Still Early Days for TV Ad Innovation

Earlier this week, 3,000 marketing industry professionals gathered for LiveRamp’s RampUp conference at the Fairmont Hotel in San Francisco to discuss the latest marketing technology developments. One theme that stood out was that while marketers are making headway with advanced TV, it’s early days with TV ad innovations.

We predict that $2.54 billion will be spent on targeted, addressable TV ads in the US this year. But addressable accounts for just 3.7% of total TV ad spending.

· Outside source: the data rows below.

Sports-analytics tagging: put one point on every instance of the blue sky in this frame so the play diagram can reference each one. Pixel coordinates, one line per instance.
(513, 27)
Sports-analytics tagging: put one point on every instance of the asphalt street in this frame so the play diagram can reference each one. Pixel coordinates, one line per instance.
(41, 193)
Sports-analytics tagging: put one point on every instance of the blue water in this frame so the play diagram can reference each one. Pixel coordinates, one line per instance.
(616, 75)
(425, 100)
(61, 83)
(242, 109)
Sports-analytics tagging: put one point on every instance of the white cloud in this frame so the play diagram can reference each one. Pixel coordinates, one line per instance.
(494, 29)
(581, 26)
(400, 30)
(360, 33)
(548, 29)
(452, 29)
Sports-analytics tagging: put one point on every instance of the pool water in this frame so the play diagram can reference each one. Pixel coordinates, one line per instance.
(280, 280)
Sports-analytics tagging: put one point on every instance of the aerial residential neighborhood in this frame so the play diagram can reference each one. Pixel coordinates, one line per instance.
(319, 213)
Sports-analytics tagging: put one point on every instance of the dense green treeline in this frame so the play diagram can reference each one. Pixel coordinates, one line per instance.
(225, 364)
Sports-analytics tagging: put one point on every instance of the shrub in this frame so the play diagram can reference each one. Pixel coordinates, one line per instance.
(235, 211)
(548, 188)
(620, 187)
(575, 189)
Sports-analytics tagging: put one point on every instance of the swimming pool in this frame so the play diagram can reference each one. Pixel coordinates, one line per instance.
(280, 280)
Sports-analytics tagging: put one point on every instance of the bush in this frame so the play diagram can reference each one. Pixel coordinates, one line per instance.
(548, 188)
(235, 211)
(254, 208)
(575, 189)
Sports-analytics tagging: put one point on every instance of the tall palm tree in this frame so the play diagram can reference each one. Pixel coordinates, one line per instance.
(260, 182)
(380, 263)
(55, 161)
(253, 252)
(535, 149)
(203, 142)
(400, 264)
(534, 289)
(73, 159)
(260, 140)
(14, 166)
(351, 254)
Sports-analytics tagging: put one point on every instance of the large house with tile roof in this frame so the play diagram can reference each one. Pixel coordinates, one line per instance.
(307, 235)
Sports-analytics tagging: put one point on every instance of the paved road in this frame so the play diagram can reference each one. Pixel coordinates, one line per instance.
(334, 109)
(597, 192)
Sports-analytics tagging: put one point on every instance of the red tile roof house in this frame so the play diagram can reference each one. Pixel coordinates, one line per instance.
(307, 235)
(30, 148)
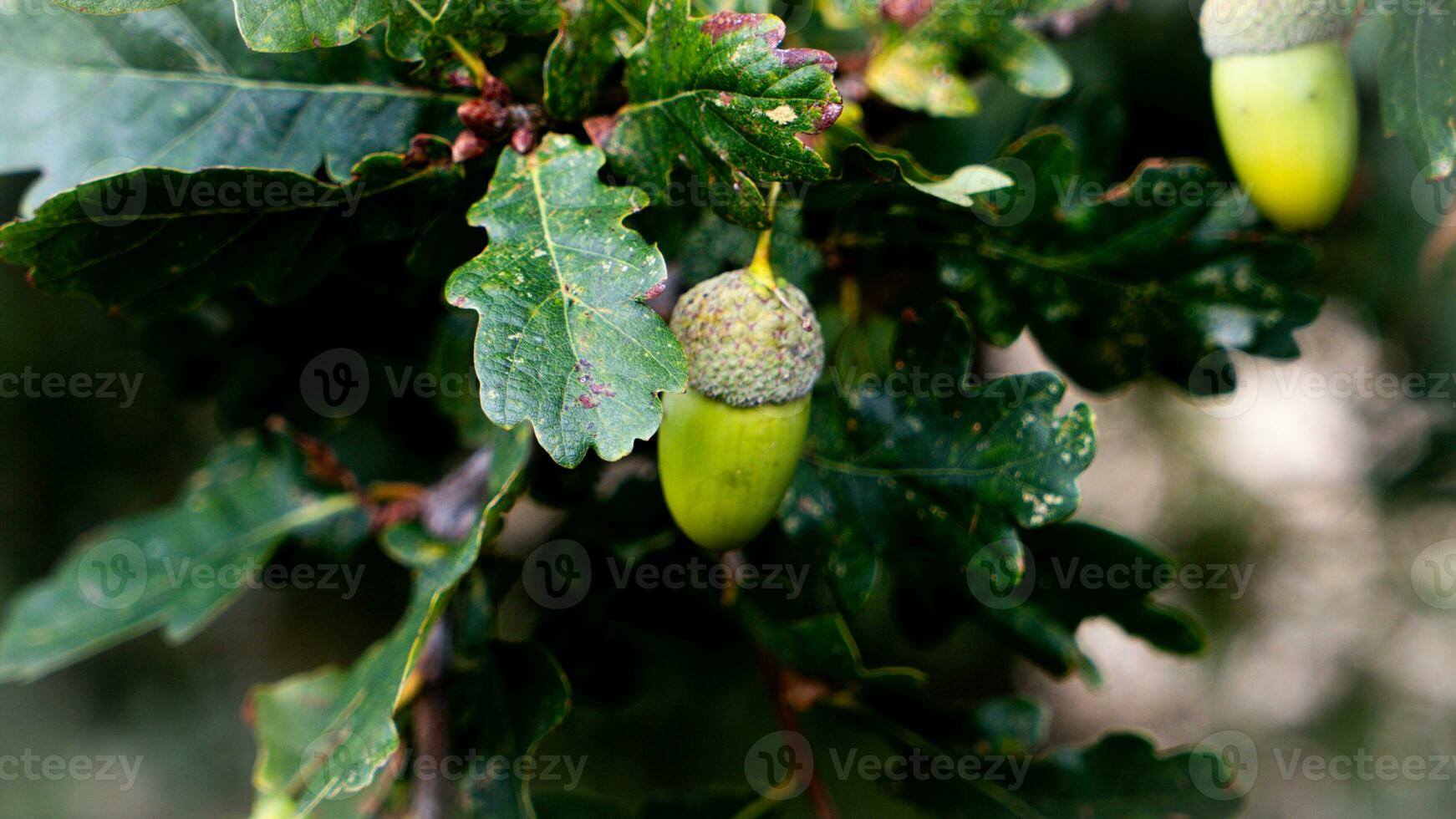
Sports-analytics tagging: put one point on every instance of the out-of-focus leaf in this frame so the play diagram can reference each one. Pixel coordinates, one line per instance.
(565, 339)
(286, 716)
(926, 447)
(715, 247)
(429, 29)
(1418, 88)
(174, 569)
(961, 188)
(351, 735)
(920, 69)
(78, 82)
(1043, 617)
(818, 644)
(1140, 277)
(720, 98)
(349, 732)
(155, 241)
(594, 35)
(523, 699)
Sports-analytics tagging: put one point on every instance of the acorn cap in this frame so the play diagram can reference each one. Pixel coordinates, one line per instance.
(1269, 27)
(749, 343)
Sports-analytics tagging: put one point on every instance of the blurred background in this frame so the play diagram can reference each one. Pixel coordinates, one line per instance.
(1332, 502)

On stage, marketers pointed to new types of TV ads as signs that the industry is moving forward. For instance, Fandango movie trailer ads allow users to purchase movie tickets through the ad. Coke ads have been targeted to include the name of the person viewing the ad on screen. Pringles overlaid QR codes onto ads to drive users to their online store.

These targeted and interactive TV ads are good fodder for conference presentations, but they remain experimental. The vast majority of the $70.83 billion that US advertisers will spend on TV this year still gets bought and sold through traditional methods.

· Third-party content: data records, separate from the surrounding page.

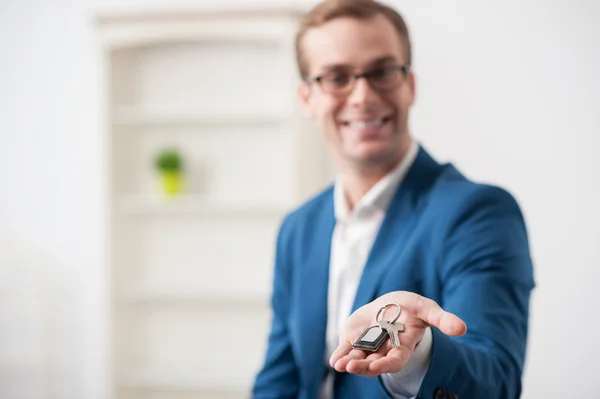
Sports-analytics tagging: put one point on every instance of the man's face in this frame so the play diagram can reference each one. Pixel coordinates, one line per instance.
(364, 127)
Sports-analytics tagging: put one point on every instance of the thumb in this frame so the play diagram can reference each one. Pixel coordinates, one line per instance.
(431, 313)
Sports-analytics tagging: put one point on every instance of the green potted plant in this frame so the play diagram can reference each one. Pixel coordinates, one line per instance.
(169, 165)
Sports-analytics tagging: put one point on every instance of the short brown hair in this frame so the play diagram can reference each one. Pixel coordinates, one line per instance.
(328, 10)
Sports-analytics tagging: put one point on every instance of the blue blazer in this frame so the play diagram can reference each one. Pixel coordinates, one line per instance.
(460, 243)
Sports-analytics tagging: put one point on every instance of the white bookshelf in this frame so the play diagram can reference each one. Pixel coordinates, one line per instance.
(196, 205)
(220, 87)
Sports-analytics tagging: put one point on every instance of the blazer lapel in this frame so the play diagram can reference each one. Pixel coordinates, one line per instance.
(398, 222)
(314, 280)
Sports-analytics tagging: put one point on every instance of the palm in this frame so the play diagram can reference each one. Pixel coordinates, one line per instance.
(418, 313)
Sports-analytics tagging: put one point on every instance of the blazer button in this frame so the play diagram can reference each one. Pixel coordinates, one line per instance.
(440, 394)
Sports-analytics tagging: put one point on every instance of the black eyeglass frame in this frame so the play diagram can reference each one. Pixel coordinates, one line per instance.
(367, 75)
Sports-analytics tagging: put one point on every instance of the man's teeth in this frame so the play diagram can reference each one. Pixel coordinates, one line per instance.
(366, 124)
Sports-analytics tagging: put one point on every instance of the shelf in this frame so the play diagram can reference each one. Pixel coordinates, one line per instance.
(186, 295)
(198, 205)
(164, 380)
(23, 362)
(138, 117)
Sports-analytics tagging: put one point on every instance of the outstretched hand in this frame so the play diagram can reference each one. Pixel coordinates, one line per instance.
(418, 313)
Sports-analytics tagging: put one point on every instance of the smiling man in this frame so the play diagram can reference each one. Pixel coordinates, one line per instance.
(396, 227)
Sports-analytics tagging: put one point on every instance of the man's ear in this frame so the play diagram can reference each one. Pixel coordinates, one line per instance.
(410, 80)
(304, 96)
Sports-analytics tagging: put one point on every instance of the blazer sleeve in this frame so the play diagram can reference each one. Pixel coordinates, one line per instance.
(278, 377)
(486, 277)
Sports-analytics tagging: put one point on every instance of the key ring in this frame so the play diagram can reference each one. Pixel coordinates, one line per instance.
(385, 307)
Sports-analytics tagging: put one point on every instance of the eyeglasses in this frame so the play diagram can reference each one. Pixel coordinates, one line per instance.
(341, 82)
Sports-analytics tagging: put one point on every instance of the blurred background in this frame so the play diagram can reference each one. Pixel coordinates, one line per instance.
(150, 149)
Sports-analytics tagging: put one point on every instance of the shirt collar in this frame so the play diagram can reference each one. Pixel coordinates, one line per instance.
(380, 195)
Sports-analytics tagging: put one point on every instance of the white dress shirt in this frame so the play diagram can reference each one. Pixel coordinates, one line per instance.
(352, 239)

During a session on connected TV ads, an audience member asked the panel why linear TV advertising hasn’t cratered since digital video advertising offers greater targeting and measurement. Kevin Arrix, senior vice president at Dish Media Sales, replied, “Linear TV hasn’t gone away because it works.”

While TV ad budgets have remained stable, advertisers are pushing the TV industry to offer better measurements that have more accountability. But several things need to happen before TV ads targeted at individuals become commonplace.

In order for addressable TV to account for a double-digit share of overall TV ad spend, TV’s ad delivery infrastructure needs to be upgraded, centralized and aggregated at a national scale and packaged with other data-enhanced products that combine linear TV inventory with over-the-top (OTT) video inventory, according to Dave Morgan, founder, CEO and chairman of TV ad targeting company Simulmedia.

The issues with scaling addressable TV have not dampened advertisers’ enthusiasm. Addressable TV ads was one of the new technologies that marketers expressed most interest in, according to a July 2018 poll of 250 marketing decision-makers by Street Fight.

“Agencies desperately need some advanced TV ad products today since their clients are demanding them and they want them to be more scaled than they are today,” Morgan said. “Very few folks really want to do the hard work of digging into the black boxes in the business and truly understand how they work.”

Tal Chalozin, co-founder and CTO of video ad platform Innovid, was more upbeat about TV advertising becoming more modernized. Chalozin acknowledged that targeted and interactive TV ads are more clunky than digital video ads. But he sees them as a harbinger of what’s to come.

“It’s early days of what [TV advertising] innovation will look like,” he said.